Photographer on quest to save Nova Scotia's abandoned cemeteries
Steve Skafte is clearing the sites, plotting locations on a map
For Steve Skafte, the quest to find Nova Scotia's abandoned cemeteries feels a bit like bringing the dead back to life.
The photographer from Bridgetown, N.S., has always been drawn to the places others may have forgotten or overlooked.
His latest project is to create a record of all the abandoned cemeteries in the province, and he's starting close to home.
So far, he's plotted about 40 old cemeteries in Annapolis County alone. He drove by some of them hundreds of times without ever noticing they were there.
"[They're] like 40, 50 feet away, just off the road, but there's so much brush and they're so overgrown and forgotten for so long that, yeah, it's awfully compelling to go looking for them," Skafte said.
Despite the condition of some of the headstones, he can usually make out the names and dates. Most of the people lived in the area in the 1800s up until the early 1900s.
That was a time in the Annapolis Valley when every tiny community seemed to have a cemetery and most were reserved for a single family, Skafte said.
Eventually, as people moved away, the cemeteries were no longer used.
"They stopped having burials because, well, it's a lot to maintain a cemetery, and a lot of them ran out of space because they only really allocated room for a dozen stones," he said.
Skafte often gets tips from locals about the location of an abandoned cemetery or finds a reference in a book or old map. The directions aren't always accurate but that's part of the adventure.
"Sometimes I'd go in circles out in the woods for an hour before I'd finally sort of spot some stones just through the brush," he said.
Skafte brings a few tools with him and cuts away the trees and moves the dirt to restore the graves as best he can. He said he's not an expert restorer but hopes making the sites visible will inspire others to properly preserve them.
His most notable find was discovering two children's headstones under the crawl space of a house in Cornwallis. The parents had buried the children in the yard, but when an addition to the house was built many years later, the children's graves were never moved.
"It's an eerie sort of feeling in almost total darkness with these old stones," Skafte said.
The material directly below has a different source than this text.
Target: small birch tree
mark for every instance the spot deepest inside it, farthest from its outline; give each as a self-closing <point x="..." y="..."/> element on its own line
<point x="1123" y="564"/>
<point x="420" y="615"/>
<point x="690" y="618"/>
"It's like the ghost stories and the Indiana Jones-type things. It's the most you can feel like that without traveling around the world."
He hopes his efforts help the relatives of some of the people he's found.
"There's no way, I think that a lot of the families of these people buried here have the time or some of them even the mobility to go tramping all over the place in the hope that maybe they'll find it."
Skafte is documenting his progress on the Facebook group, Abandoned Cemeteries of Nova Scotia, where he encourages others to post their own discoveries.
Jill Mattinson is one of the group's members. Like Skafte, she's long been interested in preserving the past, but for her, it's a deeply personal endeavour.
She's spent the last several years working with her cousins to restore a cemetery near Oxford. When her family first visited the site, it was covered in large trees and some of the stones were in bad shape.
Thanks to the efforts of Mattinson's family and volunteers, the cemetery was cleared and a sign put up. There are 21 graves at the Mattinson Hansford Cemetery, and many are Mattinson's ancestors.
"It's just magical," she said. "The thing that struck me one day — and some days I'm reduced to tears, but not always —was standing by our great-grandfather's stone and realizing that our grandfather ... may have stood there in that very spot."
Mattinson is now trying to track down an even older cemetery where her great-great-great-grandparents were buried.
What's odd, said Skafte, is that he's looking for other people's history. He doesn't have many relatives of his own who are buried in Nova Scotia as his family came to the province from Ontario in the '70s and '80s.
The Annapolis Valley has always been his home though, and he feels a connection to the lives he's uncovering because of that.
"You contain wherever you're from," he said. "Since I've lived around Bridgetown my whole life, I have the same content as the earth in my bones."